Ponnuru confounds Republicanism with tea-partyism - another liberal habit of convenience.
"Republicans believe that their 2010 election victories were rewards for returning to the true path of conservatism that they had left in the Bush years."
What an ignorant simplification of the attitude of Republicans - yes, they were energized by the drive and passion of the tea-party, notwithstanding it painfully backfired in at least two Senate elections. They believe, I think, that there elections were largely a repudiation of the most grandiose corrupt and unwelcome government power grab in history, in the form of Obamacare. The tea-party, which grew independent of the Republican party, (though admittedly its aims are often congruent), gave a coherent voice to the conservative wing of the party, a language with which to shaper the argument against the incumbent liberals. Find me one idiot who claims we won because we returned to the "true path"?? The only people who use language like that are liberals, who have no other equipment with which to fight conservatism, and instead resort to the arch, unfunny mockery that worked so well among pundits for most of the second half of the 20th century. There seems to be a nostalgic comfort derived form creating then burning those old bogeymen.
He says "In Colorado and Nevada, ( hey - he forgot about Maryland! ) conservative primary voters rejected two electable, conventionally conservative candidates because they were considered part of a compromising establishment."

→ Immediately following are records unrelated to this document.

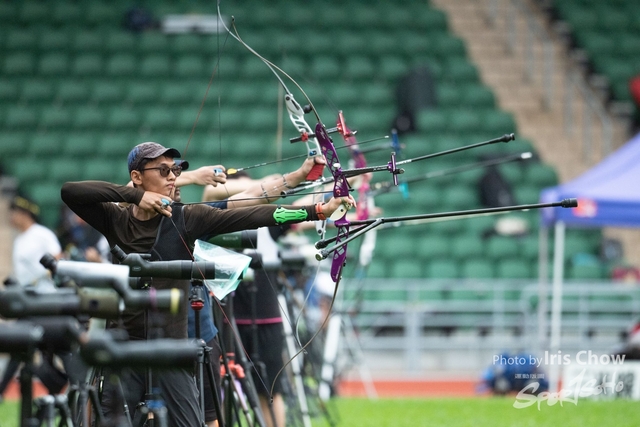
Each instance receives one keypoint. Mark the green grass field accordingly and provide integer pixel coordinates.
(474, 412)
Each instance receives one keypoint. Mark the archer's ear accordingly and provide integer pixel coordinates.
(136, 177)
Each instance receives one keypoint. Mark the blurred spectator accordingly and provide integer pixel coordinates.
(32, 242)
(625, 274)
(81, 241)
(30, 245)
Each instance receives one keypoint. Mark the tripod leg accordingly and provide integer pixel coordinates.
(295, 367)
(62, 403)
(208, 363)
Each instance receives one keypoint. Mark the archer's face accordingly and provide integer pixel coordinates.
(150, 179)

Ummm yeah, they did. These were tea-party activists, green, idealistic, foolish - admittedly. But how does this recitation of recent history support his earlier argument that "ideological impurity" caused the 2008 election losses in the minds of republicans, but 2010 success was a result of our return to purity - so simple minded.
Those tea-party candidates were as ideologically pure as they come, and they got beat - So does he think we're blind to events as well as just foolishly ideological. because we certainly "returned" to purity there and we got our ass handed to us. Most republicans I heard from on a national level, lamented the nomination of O'Donnell, to name the most prominent example, because it was obvious the other guy, a moderate, would have won. Where does Ponnuru get this stuff? - Newsweek? He makes no sense here, and he tries to squirm out of it in the end as would any NYT/Globe columnist attempting to appear post-ideological by claming that the "real mistakes of the Bush administration keep being made." Right - way to make the two administrations seems politically indivisible, and demonstrate that you alone can see this - nice touch.

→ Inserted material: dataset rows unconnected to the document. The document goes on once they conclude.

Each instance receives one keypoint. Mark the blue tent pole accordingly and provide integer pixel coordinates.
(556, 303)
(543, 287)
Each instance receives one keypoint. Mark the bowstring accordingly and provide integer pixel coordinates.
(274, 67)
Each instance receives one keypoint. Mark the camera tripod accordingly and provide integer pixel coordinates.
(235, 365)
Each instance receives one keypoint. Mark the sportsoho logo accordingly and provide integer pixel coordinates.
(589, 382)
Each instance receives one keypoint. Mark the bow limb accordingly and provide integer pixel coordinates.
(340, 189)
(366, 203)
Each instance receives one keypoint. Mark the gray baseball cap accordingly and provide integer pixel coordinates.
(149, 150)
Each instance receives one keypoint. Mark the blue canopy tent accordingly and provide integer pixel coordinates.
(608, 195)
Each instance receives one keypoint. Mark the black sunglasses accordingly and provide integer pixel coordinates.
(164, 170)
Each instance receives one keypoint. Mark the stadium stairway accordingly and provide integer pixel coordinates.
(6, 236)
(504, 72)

Look, I usually like RP, but why not just write the column you meant to write. The candidates we have running aren't the best and it stinks that the Bush administration didn't leave us with a better bull-pen to draw upon - shame on them. If we let the tea-party dominate things, we might end up with a charming but empty suit like Cain - Or an unelectable neophyte like Bachman. Romney is our best chance - it's fine if he thinks that - and thinks our ideological right might give us a loser of a candidate where Obama is eminently beatable. So say that, instead of propping up all kinds of old fashioned calumnies against Republicans - That is unless you're looking for a job at the Daily Beast.